Gregory Barker, the Shadow minister for climate change writing in the Sunday Times, 1st Feb, “Brown has a Power Failure” points out that unless a decision is made soon to go ahead with the London Array in the Thames Estuary, then National Grid will miss the slot allocated to upgrade the Grid in time.
Apparently National Grid will soon be devoting all their efforts to sorting out the supplies for the Olympics in 2012, and after that NG will be fully booked on other projects.
Barker says that the decision to invest or not, must be made in the next few months, or possible weeks. With the fall in the pound, and most of the stuff priced in Euros, the economics have gone against the scheme. Meantime the government report into how to better support Renewables won’t be published till next April.
Another example of the folly of assuming that markets can deliver the kind of energy infrastructure we will need in years to come.

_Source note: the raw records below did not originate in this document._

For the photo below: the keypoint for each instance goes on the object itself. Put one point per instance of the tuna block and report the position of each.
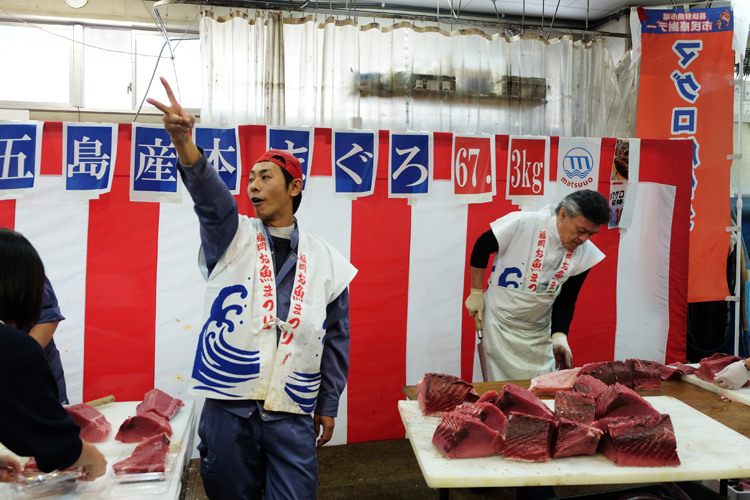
(712, 365)
(575, 406)
(550, 383)
(529, 438)
(609, 372)
(462, 436)
(146, 425)
(675, 371)
(487, 413)
(639, 441)
(438, 393)
(159, 402)
(516, 398)
(590, 385)
(619, 401)
(93, 423)
(148, 456)
(575, 438)
(646, 374)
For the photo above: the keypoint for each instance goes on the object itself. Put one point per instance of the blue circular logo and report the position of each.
(578, 163)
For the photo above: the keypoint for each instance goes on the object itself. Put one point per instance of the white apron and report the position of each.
(529, 268)
(238, 356)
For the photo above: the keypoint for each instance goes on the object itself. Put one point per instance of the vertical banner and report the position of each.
(528, 169)
(222, 148)
(89, 154)
(20, 157)
(297, 141)
(577, 164)
(355, 161)
(473, 172)
(153, 166)
(685, 93)
(409, 165)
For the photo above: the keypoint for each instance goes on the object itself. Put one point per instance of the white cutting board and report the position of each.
(707, 450)
(741, 395)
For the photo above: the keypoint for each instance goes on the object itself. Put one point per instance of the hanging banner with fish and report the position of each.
(685, 93)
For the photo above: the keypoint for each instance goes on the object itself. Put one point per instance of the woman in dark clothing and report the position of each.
(32, 422)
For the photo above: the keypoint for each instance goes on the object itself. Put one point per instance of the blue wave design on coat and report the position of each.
(303, 389)
(218, 365)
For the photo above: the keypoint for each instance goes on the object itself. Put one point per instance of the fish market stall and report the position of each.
(713, 436)
(165, 485)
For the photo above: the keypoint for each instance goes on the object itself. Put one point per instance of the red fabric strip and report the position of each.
(594, 326)
(381, 233)
(8, 214)
(120, 289)
(670, 162)
(52, 149)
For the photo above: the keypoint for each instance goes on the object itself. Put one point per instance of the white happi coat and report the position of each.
(529, 267)
(238, 356)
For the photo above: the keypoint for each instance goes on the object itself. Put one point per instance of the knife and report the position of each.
(480, 348)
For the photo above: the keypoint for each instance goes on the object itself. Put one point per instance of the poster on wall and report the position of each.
(298, 141)
(153, 166)
(222, 148)
(20, 157)
(577, 164)
(410, 165)
(685, 92)
(355, 162)
(528, 170)
(89, 154)
(473, 171)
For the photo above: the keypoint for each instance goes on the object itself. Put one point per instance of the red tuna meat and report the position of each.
(575, 406)
(486, 413)
(646, 374)
(516, 398)
(710, 366)
(590, 385)
(529, 438)
(550, 383)
(159, 402)
(647, 441)
(609, 372)
(488, 397)
(148, 456)
(575, 438)
(462, 436)
(438, 393)
(619, 401)
(93, 424)
(145, 425)
(675, 371)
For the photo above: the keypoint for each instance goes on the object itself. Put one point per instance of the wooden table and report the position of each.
(733, 415)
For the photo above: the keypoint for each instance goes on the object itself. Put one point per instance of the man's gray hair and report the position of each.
(590, 204)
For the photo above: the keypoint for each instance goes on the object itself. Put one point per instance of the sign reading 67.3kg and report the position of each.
(527, 167)
(473, 170)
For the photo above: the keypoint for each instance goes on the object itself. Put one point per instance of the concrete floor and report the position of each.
(382, 470)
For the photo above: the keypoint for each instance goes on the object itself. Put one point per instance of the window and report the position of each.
(37, 63)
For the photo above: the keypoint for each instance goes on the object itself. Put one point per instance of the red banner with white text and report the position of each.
(685, 93)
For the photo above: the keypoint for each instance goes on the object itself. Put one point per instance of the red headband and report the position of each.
(290, 162)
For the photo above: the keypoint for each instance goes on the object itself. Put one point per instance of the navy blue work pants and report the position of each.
(243, 457)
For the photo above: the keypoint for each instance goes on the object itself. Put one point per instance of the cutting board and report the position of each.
(741, 395)
(707, 450)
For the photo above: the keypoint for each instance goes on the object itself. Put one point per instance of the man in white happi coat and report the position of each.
(541, 261)
(273, 354)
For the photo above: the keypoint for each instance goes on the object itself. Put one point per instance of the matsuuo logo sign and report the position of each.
(577, 164)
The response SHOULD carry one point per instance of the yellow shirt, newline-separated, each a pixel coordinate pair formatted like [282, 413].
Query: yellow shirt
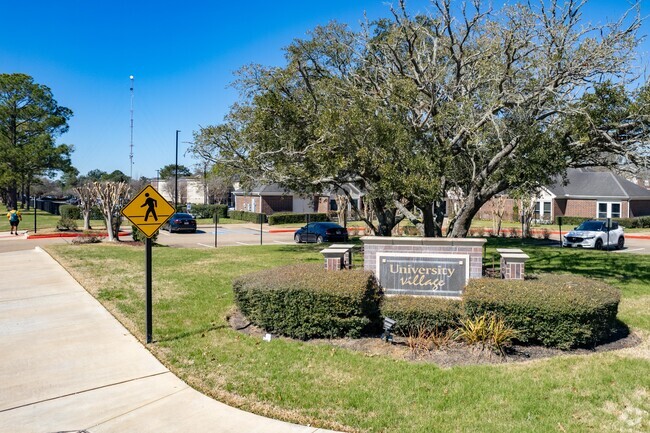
[20, 217]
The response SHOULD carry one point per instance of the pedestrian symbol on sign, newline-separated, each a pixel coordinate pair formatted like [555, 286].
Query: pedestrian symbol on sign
[148, 211]
[151, 204]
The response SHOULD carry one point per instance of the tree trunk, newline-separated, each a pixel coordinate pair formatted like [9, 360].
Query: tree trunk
[411, 217]
[459, 227]
[386, 216]
[13, 196]
[28, 188]
[86, 214]
[433, 216]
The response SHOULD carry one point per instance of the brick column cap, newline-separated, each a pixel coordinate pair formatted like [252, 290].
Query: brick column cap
[515, 258]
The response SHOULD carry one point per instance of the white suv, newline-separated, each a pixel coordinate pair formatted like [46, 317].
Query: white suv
[594, 234]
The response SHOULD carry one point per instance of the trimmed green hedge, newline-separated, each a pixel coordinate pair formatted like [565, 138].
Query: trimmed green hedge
[68, 211]
[630, 223]
[208, 210]
[414, 313]
[96, 213]
[564, 311]
[306, 301]
[253, 217]
[290, 217]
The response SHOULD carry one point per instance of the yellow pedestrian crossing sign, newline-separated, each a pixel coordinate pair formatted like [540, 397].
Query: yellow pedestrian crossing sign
[148, 211]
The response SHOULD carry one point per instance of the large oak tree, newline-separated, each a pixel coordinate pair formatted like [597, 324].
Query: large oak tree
[467, 101]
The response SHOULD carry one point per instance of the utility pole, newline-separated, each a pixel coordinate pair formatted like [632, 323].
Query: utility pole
[131, 154]
[176, 175]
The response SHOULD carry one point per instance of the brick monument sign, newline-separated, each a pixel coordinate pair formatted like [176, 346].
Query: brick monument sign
[423, 266]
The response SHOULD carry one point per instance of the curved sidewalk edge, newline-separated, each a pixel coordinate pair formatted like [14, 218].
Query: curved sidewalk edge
[69, 365]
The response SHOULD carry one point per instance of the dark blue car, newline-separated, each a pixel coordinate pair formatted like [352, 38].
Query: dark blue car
[321, 232]
[180, 222]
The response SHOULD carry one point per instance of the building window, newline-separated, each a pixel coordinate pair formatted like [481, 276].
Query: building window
[543, 210]
[609, 209]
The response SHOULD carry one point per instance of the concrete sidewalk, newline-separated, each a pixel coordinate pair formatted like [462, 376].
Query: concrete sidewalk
[66, 364]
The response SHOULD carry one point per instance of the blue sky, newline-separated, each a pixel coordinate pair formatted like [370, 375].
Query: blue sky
[182, 55]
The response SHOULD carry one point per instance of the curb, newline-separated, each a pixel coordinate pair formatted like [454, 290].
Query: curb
[287, 230]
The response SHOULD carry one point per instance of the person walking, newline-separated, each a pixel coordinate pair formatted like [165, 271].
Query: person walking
[14, 218]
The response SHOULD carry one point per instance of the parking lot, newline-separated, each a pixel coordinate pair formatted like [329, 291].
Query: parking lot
[231, 235]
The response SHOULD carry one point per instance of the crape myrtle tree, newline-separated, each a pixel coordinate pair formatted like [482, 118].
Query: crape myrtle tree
[467, 100]
[111, 197]
[30, 121]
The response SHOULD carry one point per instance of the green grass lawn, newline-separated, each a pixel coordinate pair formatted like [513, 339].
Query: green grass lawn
[345, 390]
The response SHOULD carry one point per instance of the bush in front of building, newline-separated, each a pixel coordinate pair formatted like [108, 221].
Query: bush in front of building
[414, 314]
[208, 210]
[630, 223]
[69, 211]
[252, 217]
[562, 311]
[298, 218]
[306, 301]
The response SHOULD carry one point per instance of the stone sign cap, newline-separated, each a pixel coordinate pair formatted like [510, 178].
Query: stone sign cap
[509, 250]
[510, 257]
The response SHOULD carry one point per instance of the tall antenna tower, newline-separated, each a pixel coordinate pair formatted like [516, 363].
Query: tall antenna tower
[131, 154]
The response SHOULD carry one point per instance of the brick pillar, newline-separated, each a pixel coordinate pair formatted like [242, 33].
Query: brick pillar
[334, 259]
[513, 265]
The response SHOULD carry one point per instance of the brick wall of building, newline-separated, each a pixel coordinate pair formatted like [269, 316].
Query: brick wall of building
[486, 211]
[639, 208]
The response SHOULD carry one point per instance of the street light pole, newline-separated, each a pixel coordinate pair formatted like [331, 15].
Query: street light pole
[176, 175]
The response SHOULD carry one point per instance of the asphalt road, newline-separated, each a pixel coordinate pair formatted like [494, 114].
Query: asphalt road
[235, 235]
[230, 235]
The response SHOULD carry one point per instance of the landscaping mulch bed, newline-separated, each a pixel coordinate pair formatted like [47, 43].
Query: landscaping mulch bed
[454, 354]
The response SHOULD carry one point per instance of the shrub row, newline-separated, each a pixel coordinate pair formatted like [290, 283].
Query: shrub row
[563, 312]
[414, 314]
[253, 217]
[290, 217]
[306, 301]
[208, 210]
[73, 212]
[631, 223]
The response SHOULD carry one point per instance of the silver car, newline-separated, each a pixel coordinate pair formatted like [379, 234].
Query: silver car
[594, 234]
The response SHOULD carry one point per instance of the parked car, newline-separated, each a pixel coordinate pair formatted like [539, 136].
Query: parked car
[180, 222]
[321, 232]
[593, 234]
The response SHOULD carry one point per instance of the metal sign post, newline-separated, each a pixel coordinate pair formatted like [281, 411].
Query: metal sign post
[216, 221]
[147, 279]
[148, 211]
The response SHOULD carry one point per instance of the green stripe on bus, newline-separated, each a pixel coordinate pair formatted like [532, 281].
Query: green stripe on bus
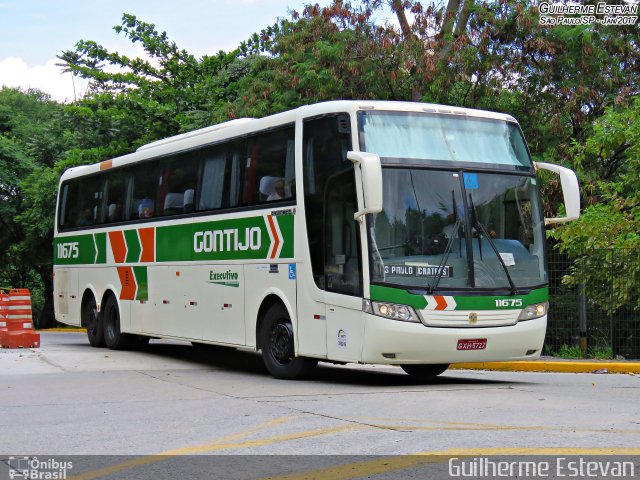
[231, 239]
[133, 246]
[285, 222]
[143, 283]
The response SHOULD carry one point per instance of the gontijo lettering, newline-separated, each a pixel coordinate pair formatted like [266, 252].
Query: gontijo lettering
[227, 240]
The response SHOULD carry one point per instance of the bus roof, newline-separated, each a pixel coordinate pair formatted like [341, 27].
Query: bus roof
[245, 126]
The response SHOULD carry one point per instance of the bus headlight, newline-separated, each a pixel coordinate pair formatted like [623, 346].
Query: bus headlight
[393, 311]
[536, 310]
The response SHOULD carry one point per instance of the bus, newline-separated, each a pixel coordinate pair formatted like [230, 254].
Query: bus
[365, 232]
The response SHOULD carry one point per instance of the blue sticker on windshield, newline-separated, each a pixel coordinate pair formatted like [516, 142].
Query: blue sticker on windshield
[471, 181]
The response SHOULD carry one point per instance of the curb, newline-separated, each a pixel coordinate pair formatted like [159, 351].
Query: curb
[71, 330]
[584, 366]
[554, 367]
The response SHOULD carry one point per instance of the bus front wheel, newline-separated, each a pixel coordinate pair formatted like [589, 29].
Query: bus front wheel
[92, 321]
[425, 372]
[278, 348]
[113, 337]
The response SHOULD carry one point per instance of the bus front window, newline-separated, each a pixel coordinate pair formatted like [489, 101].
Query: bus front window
[430, 218]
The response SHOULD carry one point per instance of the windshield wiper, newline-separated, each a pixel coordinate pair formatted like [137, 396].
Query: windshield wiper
[447, 250]
[480, 227]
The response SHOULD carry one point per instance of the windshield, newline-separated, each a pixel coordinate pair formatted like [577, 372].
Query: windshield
[451, 139]
[432, 220]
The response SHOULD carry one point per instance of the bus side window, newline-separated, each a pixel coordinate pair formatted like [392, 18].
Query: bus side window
[269, 174]
[213, 181]
[69, 205]
[90, 201]
[143, 190]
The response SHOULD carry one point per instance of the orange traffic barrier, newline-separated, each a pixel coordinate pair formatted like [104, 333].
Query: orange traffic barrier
[16, 322]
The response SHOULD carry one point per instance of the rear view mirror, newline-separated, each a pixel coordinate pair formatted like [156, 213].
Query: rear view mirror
[371, 171]
[570, 192]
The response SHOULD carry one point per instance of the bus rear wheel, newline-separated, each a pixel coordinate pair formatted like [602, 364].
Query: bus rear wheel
[278, 348]
[425, 372]
[93, 322]
[113, 337]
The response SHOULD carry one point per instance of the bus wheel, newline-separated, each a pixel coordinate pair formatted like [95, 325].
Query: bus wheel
[92, 321]
[425, 372]
[276, 341]
[113, 338]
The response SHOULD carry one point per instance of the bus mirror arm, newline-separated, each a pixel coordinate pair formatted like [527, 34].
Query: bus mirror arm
[371, 174]
[570, 192]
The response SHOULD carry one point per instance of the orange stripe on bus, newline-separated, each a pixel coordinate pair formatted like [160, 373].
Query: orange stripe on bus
[128, 282]
[441, 302]
[147, 239]
[118, 246]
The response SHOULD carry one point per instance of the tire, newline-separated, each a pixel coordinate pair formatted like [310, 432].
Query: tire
[113, 338]
[425, 372]
[278, 348]
[92, 320]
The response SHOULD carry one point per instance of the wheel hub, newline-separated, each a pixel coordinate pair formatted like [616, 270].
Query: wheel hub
[281, 342]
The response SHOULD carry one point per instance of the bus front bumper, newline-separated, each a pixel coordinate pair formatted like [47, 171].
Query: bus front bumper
[396, 343]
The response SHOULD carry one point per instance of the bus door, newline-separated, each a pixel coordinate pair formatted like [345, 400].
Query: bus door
[333, 237]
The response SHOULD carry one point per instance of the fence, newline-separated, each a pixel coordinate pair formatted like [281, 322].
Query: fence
[595, 302]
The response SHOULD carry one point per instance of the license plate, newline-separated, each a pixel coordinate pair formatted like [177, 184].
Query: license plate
[472, 344]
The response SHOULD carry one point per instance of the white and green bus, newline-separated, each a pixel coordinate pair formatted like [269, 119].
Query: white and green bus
[349, 231]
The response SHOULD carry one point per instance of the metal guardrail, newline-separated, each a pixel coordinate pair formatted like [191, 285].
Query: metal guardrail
[595, 302]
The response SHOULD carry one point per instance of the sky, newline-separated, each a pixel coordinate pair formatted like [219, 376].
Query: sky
[33, 32]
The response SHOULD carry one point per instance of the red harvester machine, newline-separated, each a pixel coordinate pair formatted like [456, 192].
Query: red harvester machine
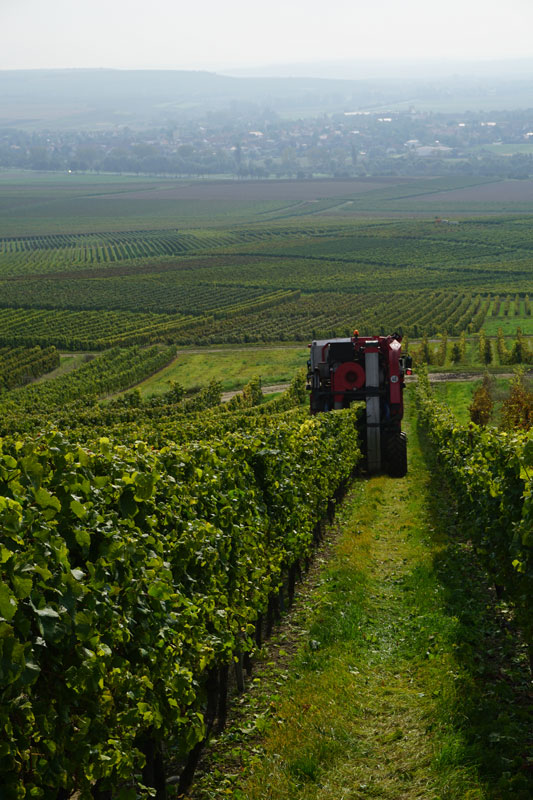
[369, 368]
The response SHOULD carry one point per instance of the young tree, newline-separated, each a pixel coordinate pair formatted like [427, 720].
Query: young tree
[482, 403]
[517, 408]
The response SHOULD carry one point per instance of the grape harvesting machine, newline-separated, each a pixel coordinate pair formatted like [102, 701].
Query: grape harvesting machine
[370, 369]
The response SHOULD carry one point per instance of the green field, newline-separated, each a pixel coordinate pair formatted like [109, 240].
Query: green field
[88, 263]
[233, 368]
[151, 537]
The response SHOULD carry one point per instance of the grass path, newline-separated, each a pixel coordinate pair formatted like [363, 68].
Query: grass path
[408, 681]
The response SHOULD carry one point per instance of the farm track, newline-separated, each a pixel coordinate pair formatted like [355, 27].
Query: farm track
[384, 697]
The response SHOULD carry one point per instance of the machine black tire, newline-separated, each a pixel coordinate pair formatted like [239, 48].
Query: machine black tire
[396, 455]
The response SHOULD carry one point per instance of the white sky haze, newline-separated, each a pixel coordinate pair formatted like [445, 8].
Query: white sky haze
[224, 34]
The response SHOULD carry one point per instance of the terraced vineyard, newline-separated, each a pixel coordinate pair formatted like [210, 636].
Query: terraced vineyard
[269, 282]
[149, 540]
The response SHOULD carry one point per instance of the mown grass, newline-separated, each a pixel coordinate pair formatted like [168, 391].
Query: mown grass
[409, 680]
[233, 368]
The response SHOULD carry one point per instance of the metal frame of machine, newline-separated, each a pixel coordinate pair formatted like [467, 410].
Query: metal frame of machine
[370, 369]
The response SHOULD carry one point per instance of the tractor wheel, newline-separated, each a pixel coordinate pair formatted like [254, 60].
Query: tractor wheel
[396, 455]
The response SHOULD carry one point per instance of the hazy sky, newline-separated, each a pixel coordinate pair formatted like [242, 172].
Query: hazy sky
[218, 34]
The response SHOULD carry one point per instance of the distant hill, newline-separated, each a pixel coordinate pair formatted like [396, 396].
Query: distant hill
[89, 98]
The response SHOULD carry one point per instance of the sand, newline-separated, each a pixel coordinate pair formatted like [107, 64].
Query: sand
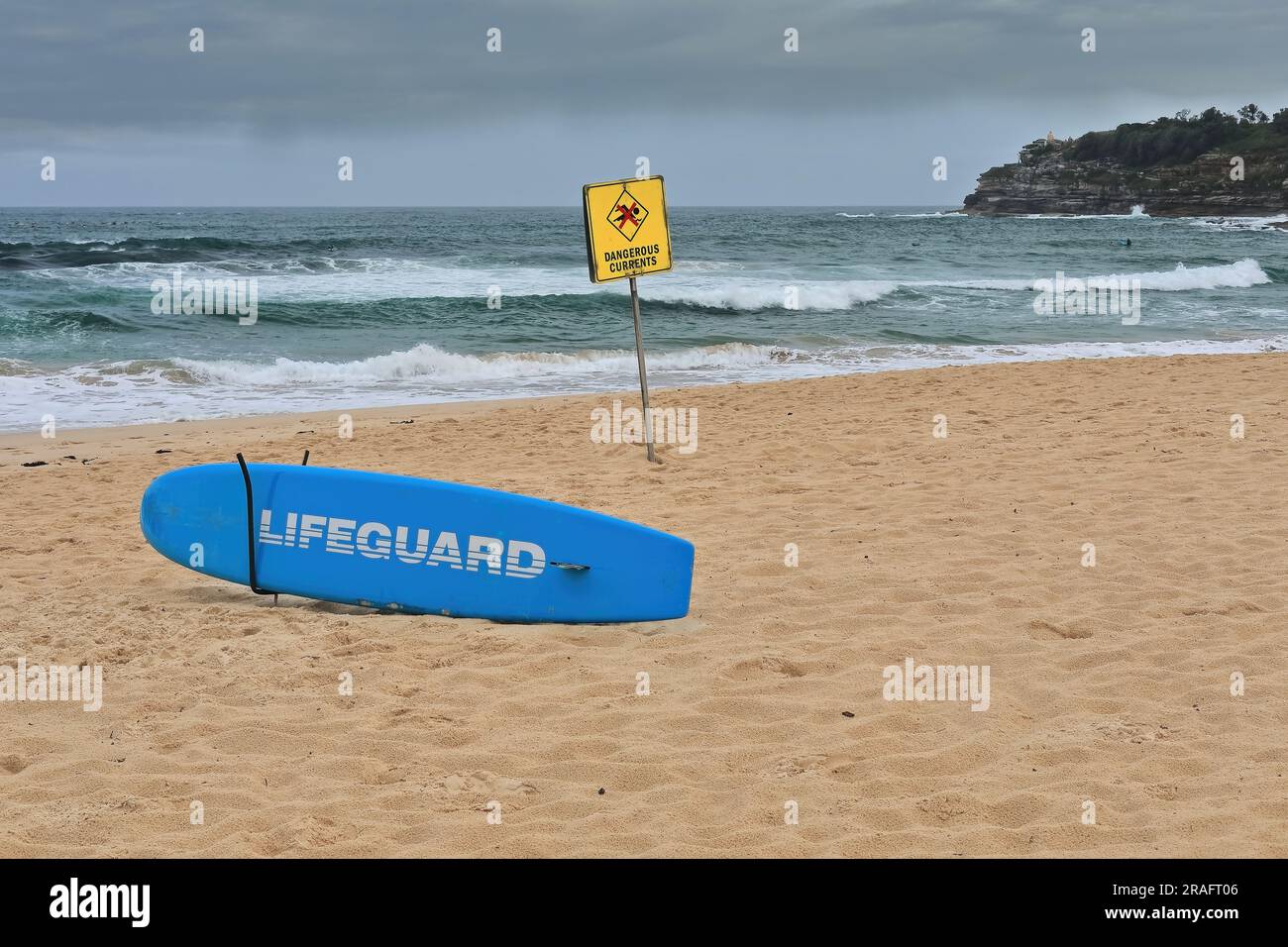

It clearly requires some sort of central planning from independent engineers and economists who know what they are talking about, and not left to the whims and interests of the large energy players (who are off course all foreign owned in the main) and generalist (and influenceable by the unspoken thought of lucrative non-exec directorships in energy companies on retirement) civil servants. We could call the results of such planning an Energy Policy. The suggested mechanism to create such a Policy is here.
This also shows how daft it would be, to assume that we can get on building as many renewables as possible and worry about the European Super Grid later – since the Super grid will take at least a decade or two, you have to start planning and building it now, on the assumption that the renewables will come along later to populate it, since these typically only take around 3 years.